We often hear parents say, “Don’t talk back to me!” And, I sometimes wonder if we subconsciously say this more to our daughters than to our sons. Perhaps this is one reason women are still fighting for things like equal pay and more seniority in corporate America.
In my household, my husband and I let our 15- and 12-year-old daughters talk back and express their opinions. I think this has helped them become stronger, more successful young women. So, in honor of International Women’s Day next week and its 2017 theme of “Be Bold for Change,” I would like to share a story about my daughters. They show me every day they have confidence to embrace diversity and stand up for what’s right, even if it means others may disagree or be uncomfortable.
My husband’s parents live with us for half the week. I affectionately call them the “loud family.” They energetically share their opinions often. At the same time, they’re open to opposing points of view held by me and my daughters. When my girls share their thoughts, we all listen. These healthy, heated conversations help my daughters stand up for what they think is right. They may also help them become more accepting – even if this means others may be critical of their inclusive actions.
Stand Up for What’s Right
Recently, my 15-year-old told me she and her friends invited a new, transgender boy to sit with them at lunch. Coincidentally, around the same time, my 12-year-old and her friends asked a special needs boy to have lunch with them.
Another proud moment was when I read an essay by my 15-year-old. She compared Shakespearean times to today. She said that men like Hamlet always needed to maintain their masculinity for acceptance, but today it’s more acceptable for men to show their feminine side and cry during movies or wear make-up.
These examples struck me. They were simple and natural and showed me my daughters are confident in their views and comfortable in standing behind them.
Ask for What You Want
I recently joined Porter Novelli as managing director of its flagship New York office. I didn’t get to this position by staying quiet about my thoughts and aspirations. Throughout my 27-year-career in public relations, I always asked for new positions and responsibility. I asked for more money when I knew I deserved it and could make a case for it.
How did I become this bold? I credit my father for that. My mother died when I was 11, so my father raised me during my young adult years. One of his favorite expressions was, “He who hesitates is lost, so be aggressive!” He said this almost daily while we washed and dried dishes together.

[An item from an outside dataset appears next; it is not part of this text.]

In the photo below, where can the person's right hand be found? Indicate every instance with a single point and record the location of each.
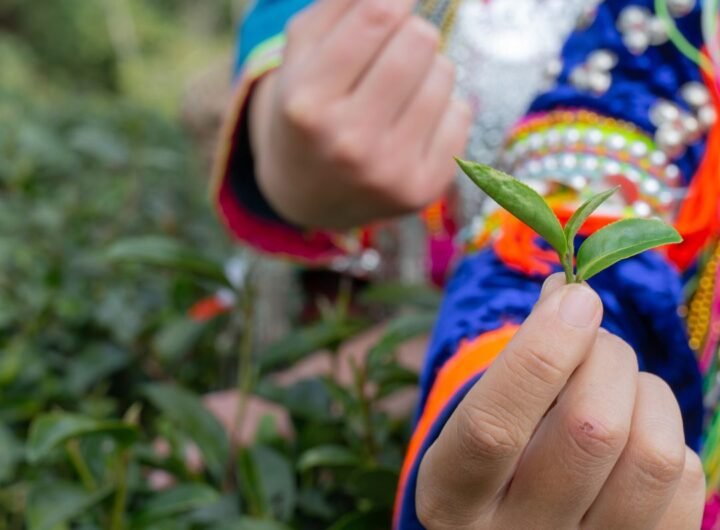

While I don’t use this exact expression, I’ll often encourage my daughters to ask for what they want. My 12-year-old daughter mentioned that her math teacher incorrectly recorded grades for her homework. I asked her if she wanted me to email the teacher. She said she wanted to handle it herself. She spoke up, let her teacher know about the issue and he made the corrections. In less than 10 years, this scenario could be my daughter asking for a promotion and a raise.
Lead By Example
Leading by example is one of the most powerful ways to mentor young women. My girls have seen me confront others when someone, including myself, is being treated unfairly. I address the issue even if it creates an uncomfortable situation. I think too many women avoid conflict, and as a result, they don’t get as far in their careers as men. I don’t think my 12-year-old daughter will have this problem. She stands up to adults when she feels they’re forcing her to do something she doesn’t want to do.
She also recently shared a story about overhearing a boy talking negatively about one of her friends at a basketball game. She interjected and said, “I know the girl you’re talking about. She’s my friend, and you better stop talking about her.” The boys seemed shocked. Was it because it was a girl talking back to a group of boys? I’m not sure, but they stopped talking about my daughter’s friend.

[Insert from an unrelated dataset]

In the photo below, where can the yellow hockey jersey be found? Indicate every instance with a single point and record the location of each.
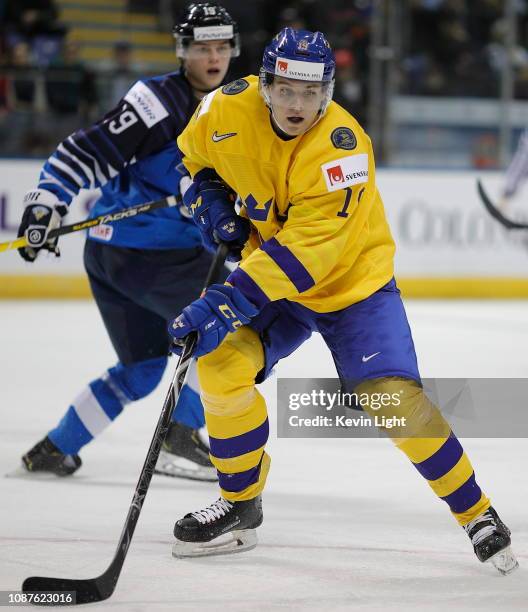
(319, 232)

Be Responsible with Your Voice
One point to make clear is that I don’t encourage my daughters to disrespect authority. When they’re at practice for competitive all-star cheerleading (the type with major stunting and tumbling), they know they can’t talk back to their coaches without getting kicked off the team. This respect will carry over to their future bosses. However, if there was a major issue or injustice, I’m confident they would find a way to solve the problem diplomatically.
You’re Never Too Young to Lead
At their young ages, I already see both daughters leading and motivating their peers. My 15-year-old was chosen by her coaches to be one of three captains of her cheer team. A big part of this responsibility is helping her teammates get psychologically ready to compete. That can be shaking off a bad warm-up or reducing performance anxiety. Some of this requires speaking her mind in a forceful way. And, similarly, my 12-year-old shared that her teammates count on her to cheer them on in a loud, deep, coach-like voice to encourage their best performance. Both daughters are fierce competitors, and I can proudly say they get a lot of that from me. Whether it’s a game at home, a new business pitch or my own personal fitness goals, I love to win. I think that’s rubbed off on them.
My daughters are becoming accepting, bold, diplomatic, competitive leaders, partly because of what they’ve learned at home – that it’s okay to talk back and stand up for personal beliefs. So, in honor of International Women’s Day, let’s encourage our daughters, nieces, sisters, aunts, mothers and grandmothers to be bold, have a voice, and talk back.